Here is my log and config file content:

06/01/2023 12:56:50 PM - Starting Binny run for sample test. 06/01/2023 01:30:36 PM - Looking for single contig bins. 06/01/2023 01:42:15 PM - Found 0 single contig bins. 06/01/2023 01:42:15 PM - Calculating N90 06/01/2023 01:44:43 PM - N90 is 547, with scMAGs would be 547. 06/01/2023 02:06:23 PM - Masking potentially disruptive sequences from k-mer counting. 06/01/2023 02:09:43 PM - Calculating k-mer frequencies of sizes: 2, 3, 4.

NX_value: 90 bin_quality: min_completeness: 50 purity: 90 start_completeness: 92.5 clustering: hdbscan_epsilon_range: 0.250,0.000 hdbscan_min_samples_range: 1,5,10 include_depth_initial: 'False' include_depth_main: 'False' coassembly_mode: auto conda_source: '' db_path: '' distance_metric: manhattan embedding: max_iterations: 50 extract_scmags: 'True' kmers: 2,3,4 mantis_env: SemiBin mask_disruptive_sequences: 'True' max_cont_length_cutoff: 2250 max_cont_length_cutoff_marker: 2250 max_marker_lineage_depth_lvl: 2 max_n_contigs: 5.0e5 mem: big_mem_avail: 100 big_mem_per_core_gb: 26 normal_mem_per_core_gb: 16 min_cont_length_cutoff: 2250 min_cont_length_cutoff_marker: 2250 outputdir: tmp/binny_results prokka_env: SemiBin raws: assembly: ASSEMBLY/final_assembly.fasta contig_depth: '' metagenomics_alignment: ASSEMBLY/*sort.bam sample: test sessionName: TESTRUN_3919871335 snakemake_env: SemiBin tmp_dir: tmp write_contig_data: 'True'

ohickl commented 1 year ago

Thanks.

Something definitely went wrong. Calculating the k-mer frequencies should not take that long. Can you check if there are actually processes running? How many sequences are in the assembly? You could try sub-sampling it to a small amount, e.g. 50k sequences, to see if it runs at all and if its something with the system.

kingtom2016 commented 1 year ago

Actually, I have tested Binny in other relaitvely small dataset and the system works well. When running on the large dataset (each sample has totally 1Gbps assembly sequences >500bps generated by megahit), the system also looks normally before Binny step (top command showed a python process running with CPU and RAM resources). I guess large assembly sequence may lead to this RAM and speed problem?

ohickl commented 1 year ago

Could be, i am still puzzled as to why it would stall at the k-mer counting but not throw any error. I will try to do some tests to see , if i can reproduce it. You could try to limit the assembly to e.g. 1*10^6 or 5*10^5 sequences, if it is much above that to see if that helps in the meantime.
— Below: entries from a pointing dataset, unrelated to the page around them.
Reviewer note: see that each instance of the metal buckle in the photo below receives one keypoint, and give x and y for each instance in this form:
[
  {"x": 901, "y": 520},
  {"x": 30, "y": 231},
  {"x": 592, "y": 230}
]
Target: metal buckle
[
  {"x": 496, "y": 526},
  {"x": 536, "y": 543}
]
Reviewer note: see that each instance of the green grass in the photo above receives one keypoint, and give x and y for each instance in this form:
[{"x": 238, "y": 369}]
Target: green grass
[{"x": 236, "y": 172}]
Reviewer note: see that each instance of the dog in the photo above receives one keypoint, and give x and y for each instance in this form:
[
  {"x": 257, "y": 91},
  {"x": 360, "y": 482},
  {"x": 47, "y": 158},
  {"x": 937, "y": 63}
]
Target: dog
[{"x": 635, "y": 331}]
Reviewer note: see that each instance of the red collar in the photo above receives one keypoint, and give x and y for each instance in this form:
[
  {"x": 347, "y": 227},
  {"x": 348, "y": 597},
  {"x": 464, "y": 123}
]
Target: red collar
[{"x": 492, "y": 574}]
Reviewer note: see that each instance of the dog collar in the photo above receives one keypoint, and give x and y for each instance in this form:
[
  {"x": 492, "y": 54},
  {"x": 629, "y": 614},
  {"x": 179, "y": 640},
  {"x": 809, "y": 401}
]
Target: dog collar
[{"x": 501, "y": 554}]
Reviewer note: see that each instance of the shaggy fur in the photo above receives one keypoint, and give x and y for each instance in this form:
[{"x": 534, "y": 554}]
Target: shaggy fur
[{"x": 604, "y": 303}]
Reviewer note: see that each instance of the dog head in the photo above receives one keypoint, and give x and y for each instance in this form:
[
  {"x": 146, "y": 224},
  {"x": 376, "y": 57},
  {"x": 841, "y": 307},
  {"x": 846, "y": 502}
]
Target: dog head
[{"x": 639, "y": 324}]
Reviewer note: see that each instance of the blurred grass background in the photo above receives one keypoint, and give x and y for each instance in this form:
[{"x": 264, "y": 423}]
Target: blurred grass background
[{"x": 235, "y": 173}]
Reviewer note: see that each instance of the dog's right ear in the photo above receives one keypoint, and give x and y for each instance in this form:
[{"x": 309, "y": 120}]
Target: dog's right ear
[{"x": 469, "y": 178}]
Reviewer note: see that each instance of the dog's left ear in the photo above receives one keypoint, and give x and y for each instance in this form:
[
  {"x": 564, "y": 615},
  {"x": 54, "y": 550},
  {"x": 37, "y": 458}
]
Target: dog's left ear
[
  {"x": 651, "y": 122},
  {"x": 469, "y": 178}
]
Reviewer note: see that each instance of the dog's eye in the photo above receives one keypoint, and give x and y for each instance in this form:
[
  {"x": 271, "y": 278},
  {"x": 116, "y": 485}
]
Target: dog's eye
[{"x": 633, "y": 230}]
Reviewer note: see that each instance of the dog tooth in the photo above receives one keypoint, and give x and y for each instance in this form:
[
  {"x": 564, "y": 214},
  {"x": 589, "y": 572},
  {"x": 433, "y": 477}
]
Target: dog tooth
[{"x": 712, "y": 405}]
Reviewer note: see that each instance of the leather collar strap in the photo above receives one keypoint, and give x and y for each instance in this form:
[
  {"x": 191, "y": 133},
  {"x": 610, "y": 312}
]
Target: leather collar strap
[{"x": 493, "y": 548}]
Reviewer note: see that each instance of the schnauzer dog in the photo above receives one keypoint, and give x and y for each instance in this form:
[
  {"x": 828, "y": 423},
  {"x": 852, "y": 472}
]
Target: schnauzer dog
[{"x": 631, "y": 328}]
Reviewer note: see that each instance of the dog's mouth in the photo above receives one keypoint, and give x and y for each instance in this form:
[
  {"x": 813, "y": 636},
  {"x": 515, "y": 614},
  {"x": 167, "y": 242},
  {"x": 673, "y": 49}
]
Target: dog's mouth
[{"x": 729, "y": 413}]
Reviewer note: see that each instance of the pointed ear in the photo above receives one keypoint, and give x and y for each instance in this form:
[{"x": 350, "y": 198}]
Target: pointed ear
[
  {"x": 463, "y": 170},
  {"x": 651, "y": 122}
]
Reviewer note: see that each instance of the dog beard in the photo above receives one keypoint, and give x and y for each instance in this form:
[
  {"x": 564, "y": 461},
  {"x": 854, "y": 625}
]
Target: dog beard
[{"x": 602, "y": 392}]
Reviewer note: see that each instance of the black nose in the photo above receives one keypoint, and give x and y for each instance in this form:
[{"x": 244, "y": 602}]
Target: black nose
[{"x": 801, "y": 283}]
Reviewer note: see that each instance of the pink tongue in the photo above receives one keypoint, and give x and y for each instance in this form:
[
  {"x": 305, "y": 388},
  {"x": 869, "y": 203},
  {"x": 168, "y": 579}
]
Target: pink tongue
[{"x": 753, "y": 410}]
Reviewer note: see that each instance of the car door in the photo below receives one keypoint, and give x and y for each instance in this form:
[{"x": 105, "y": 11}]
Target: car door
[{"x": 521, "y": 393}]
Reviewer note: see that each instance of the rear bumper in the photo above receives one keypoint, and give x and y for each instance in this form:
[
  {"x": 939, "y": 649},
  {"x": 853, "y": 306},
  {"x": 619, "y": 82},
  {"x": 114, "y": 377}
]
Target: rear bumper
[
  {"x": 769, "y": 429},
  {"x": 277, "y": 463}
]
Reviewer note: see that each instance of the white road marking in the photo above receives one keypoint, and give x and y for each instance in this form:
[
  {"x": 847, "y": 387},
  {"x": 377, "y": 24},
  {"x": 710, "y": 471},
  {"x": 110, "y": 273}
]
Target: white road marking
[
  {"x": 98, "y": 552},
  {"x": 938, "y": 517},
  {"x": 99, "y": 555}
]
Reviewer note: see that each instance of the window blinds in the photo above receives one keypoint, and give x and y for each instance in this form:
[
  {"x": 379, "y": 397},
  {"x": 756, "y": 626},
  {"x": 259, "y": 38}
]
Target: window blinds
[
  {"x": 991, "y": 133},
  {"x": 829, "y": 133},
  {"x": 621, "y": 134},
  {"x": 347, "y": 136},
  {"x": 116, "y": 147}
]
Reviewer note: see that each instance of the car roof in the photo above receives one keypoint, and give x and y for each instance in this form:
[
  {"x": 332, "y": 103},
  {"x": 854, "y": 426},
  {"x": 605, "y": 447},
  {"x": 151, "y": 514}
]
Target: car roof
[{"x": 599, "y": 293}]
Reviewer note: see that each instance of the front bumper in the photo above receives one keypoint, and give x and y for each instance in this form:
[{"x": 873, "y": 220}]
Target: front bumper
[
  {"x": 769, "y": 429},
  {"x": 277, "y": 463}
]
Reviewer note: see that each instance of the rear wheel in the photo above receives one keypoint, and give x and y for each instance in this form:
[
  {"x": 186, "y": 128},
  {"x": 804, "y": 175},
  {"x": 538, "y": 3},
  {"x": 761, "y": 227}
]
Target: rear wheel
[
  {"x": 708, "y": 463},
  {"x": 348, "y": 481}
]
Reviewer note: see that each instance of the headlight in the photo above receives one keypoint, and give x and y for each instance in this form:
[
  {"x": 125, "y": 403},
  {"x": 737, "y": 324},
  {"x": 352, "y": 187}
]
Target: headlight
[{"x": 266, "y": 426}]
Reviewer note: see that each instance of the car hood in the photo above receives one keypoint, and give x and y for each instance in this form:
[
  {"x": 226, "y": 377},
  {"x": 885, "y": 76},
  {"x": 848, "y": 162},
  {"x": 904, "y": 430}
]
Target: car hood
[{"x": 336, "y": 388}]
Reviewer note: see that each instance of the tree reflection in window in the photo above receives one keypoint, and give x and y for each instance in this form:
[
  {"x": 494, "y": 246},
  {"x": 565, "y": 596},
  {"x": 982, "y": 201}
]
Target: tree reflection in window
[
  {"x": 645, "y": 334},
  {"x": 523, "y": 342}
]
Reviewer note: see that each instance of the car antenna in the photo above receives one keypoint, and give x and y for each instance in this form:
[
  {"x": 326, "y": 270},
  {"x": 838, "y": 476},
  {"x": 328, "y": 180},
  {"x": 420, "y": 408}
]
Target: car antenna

kingtom2016 commented 1 year ago

I notice the warning info: '/mnt/g/stone_meta/software/binny/conda/631d6f5983d746bd3b67fe54d30e5f94/lib/python3.8/site-packages/joblib/externals/loky/process_executor.py:702: UserWarning: A worker stopped while some jobs were given to the executor. This can be caused by a too short worker timeout or by a memory leak." Is this a clue?